Tom Temin: Kind of makes you wish they brought in those people before the money went out and not two years later.
Rae Oliver Davis: Well, hey, we’re gonna keep monitoring this we appreciate the effort and we’re gonna see what comes from it.
Tom Temin: And just a final question, this sounds like a weighty report that would have landed with a thud on the secretary’s desk. Are you getting the sense that Marcia Fudge has read it, and takes it seriously? And she used to call up and said, Rae Oliver Davis, let’s get on this?
Rae Oliver Davis: You know, I am certain that it’s gotten her attention. These are things that I know from talking to her personally, whether it’s cybersecurity, whether it’s certainly lead in housing, these are things that she’s certainly on top of. The deputy secretary and I have talked about this already, we’ve talked about how we can move the ball on some of these. And with respect specifically to the secretary. You know, I did hear from her recently on our top management challenges which all of these party recs come from our top management challenges. And she responded and was quite complimentary.
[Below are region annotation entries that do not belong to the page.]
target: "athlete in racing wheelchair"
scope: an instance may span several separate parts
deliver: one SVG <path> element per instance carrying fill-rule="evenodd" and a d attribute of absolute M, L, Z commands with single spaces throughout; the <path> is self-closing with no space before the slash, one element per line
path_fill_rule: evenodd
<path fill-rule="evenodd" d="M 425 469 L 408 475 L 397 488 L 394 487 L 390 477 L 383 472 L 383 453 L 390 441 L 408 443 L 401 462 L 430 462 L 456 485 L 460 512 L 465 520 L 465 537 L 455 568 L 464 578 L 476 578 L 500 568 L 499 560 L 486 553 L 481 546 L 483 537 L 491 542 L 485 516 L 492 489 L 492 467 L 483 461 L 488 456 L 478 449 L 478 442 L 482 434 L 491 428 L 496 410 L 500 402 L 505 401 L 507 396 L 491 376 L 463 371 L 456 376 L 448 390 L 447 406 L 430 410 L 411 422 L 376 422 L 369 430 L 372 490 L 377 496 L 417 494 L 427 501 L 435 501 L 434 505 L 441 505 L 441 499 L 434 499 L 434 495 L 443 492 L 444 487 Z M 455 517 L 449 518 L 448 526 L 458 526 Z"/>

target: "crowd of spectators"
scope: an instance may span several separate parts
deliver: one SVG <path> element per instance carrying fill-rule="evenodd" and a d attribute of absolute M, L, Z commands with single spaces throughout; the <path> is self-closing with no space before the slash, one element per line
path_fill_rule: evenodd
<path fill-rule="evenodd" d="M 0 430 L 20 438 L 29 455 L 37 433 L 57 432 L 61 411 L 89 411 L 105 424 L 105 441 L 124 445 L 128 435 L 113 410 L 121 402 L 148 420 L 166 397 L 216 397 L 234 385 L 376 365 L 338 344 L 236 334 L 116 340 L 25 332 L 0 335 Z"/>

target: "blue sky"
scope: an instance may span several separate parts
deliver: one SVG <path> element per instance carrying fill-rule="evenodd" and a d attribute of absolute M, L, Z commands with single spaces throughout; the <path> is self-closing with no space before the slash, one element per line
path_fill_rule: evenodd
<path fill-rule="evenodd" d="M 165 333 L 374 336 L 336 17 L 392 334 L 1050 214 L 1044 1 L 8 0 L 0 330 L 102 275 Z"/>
It seemed as if the department recognized themselves and our TMC. So I suspect they recognize themselves in the top recs report as well.
Tom Temin: And again, this report is something you’re going to update yearly.
Rae Oliver Davis: That’s our goal. This is the first one of its kind. So we’re gonna see how a year of having this report on file goes, and if we can move the ball on some of these, but I think that would be a best practice for us if we could do that. Yes. You know, it’s interesting, the dialogue around these, I suspect, when we talk to the department, we’re going to talk a lot about capacity, you know, whether or not they have the capacity to do these things, whether or not there are any legislative or regulation changes that are needed. These are the top priority, because they’re also some of the hardest to tackle, right. But I’m looking forward to the year ahead and looking forward to working with the department to do just that.